Они расстались у выхода из музея, и Латов долго бродил один. Он, не торопясь, шел и думал о том, как завтра он улетит из этой страны, в которой был так мало и так много пережил; он думал о том, как они полетят через Париж и он обязательно сбегает на парижские бульвары, которые стоят в дымке апрельской листвы, на Сену, заглянет в Лувр, увидит сокровища живописи и скульптуры: потом будет полет домой, Москва, его встретят жена, близкие, друзья, и он будет рассказывать странную историю, случившуюся в развалинах храма Солнца, рассказывать долго, подробно, ничего не пропуская. Одни будут восторженно слушать и ахать, а другие — подсмеиваться, говорить, что он все это выдумал или что все это ему рассказали, а потом он поедет за город любоваться первыми весенними зорями, бродить по сосновому бору, видеть прилетевших грачей, и постепенно забудется эта дальняя поездка, и уйдет в туман все это странное, чужое, случайно вставшее перед его глазами.

В большой задумчивости он, сам не зная как, вышел к морю. И когда он увидел его, необъятное, несравнимое, колыхающееся, как будто шумно дышащее, живое, нежное и тревожное, он сел на берегу, и по его волосам пробежал свежий ветер, как будто этот простор послал ему привет издалека, погладил по голове.

Это море звали Средиземным. На его берегах жили многие народы. От иных не сохранилось даже имен. Возвышались и рушились царства, приходили и уходили, как песок морской, поколения, изменялся вид его берегов, а оно оставалось таким же, каким увидел его кормчий первого корабля много тысячелетий тому назад.

Море было у самого берега бледно-зеленого цвета, но в этом прозрачном изумруде играли синие и белые искры. Уходя все дальше от берегов, синь и зелень темнели, и расстилались уже ярко-фиолетовые пространства, над которыми сверкала серебряная ослепительная полоса горизонта.

Слева в море сбегал гористый берег, над которым клубились белопенные сборища облаков. Едва-едва на берегу можно было разглядеть белые домики, над которыми все выше и выше вставали горы, темно-зеленые и вишнево-дымные, выцветшие, пустые, с коричневыми выступами.

Берег казался застывшим и сонным. Море колыхало большие легкие прозрачные волны. Латов увидел, как на бледно-зеленой площадке моря засиял как бы голубой шарф, брошенный Нереидой.

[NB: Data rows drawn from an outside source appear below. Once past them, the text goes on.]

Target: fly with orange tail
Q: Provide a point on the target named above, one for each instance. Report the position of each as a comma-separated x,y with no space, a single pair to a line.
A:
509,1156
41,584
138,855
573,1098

Ко всему тому это еще было море, напоенное весной. Тысячи лет оно радовалось весне и приветствовало тех, кто доверялся его большим, влекущим вдаль волнам. Земля была когда-то юной и веселой, и зеленые кедровые леса спускались, как дикари в зеленых шкурах, к пене прилива. Все дышало предчувствием новых дорог, новых чувств, новых открытий. Валились тяжелые кедры и становились кораблями, которые плыли в новые походы в неизведанные края, и перед этим люди приносили жертвы тем богам, чьи одинокие статуи стояли теперь, омертвев, в стенах того зала, где рядом с ними белеет макет Баальбека.

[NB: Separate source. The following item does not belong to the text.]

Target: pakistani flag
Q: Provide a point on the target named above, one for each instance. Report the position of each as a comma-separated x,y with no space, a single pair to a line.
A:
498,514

Латов сидел у самого моря и тихо следил, как к его ногам приходят изумрудно-голубые волны и как шумно хотят рассказать ему о той стране, откуда они пришли.

Там, вдали, показывая коричневую бугристую спину, среди вздымающихся бездн покачивался темный, с блестящими, осыпанными пеной рогами бык — бог, укравший Европу и уносивший ее в неизведанные края, стан Нереиды, игравшей с голубым шарфом, тени парусов древних кораблей, уходивших за подвигами...

Паруса таяли. Облачные завесы спускались все ниже, закрывая верхние ярусы гор.

Латов сидел долго во власти непонятных, смутных мыслей, почти сновидений.

И вдруг как бы из пены морской поднялись и встали перед ним шесть золотистых сказочных колонн. И он понял, что они навсегда останутся в его сердце и в его памяти.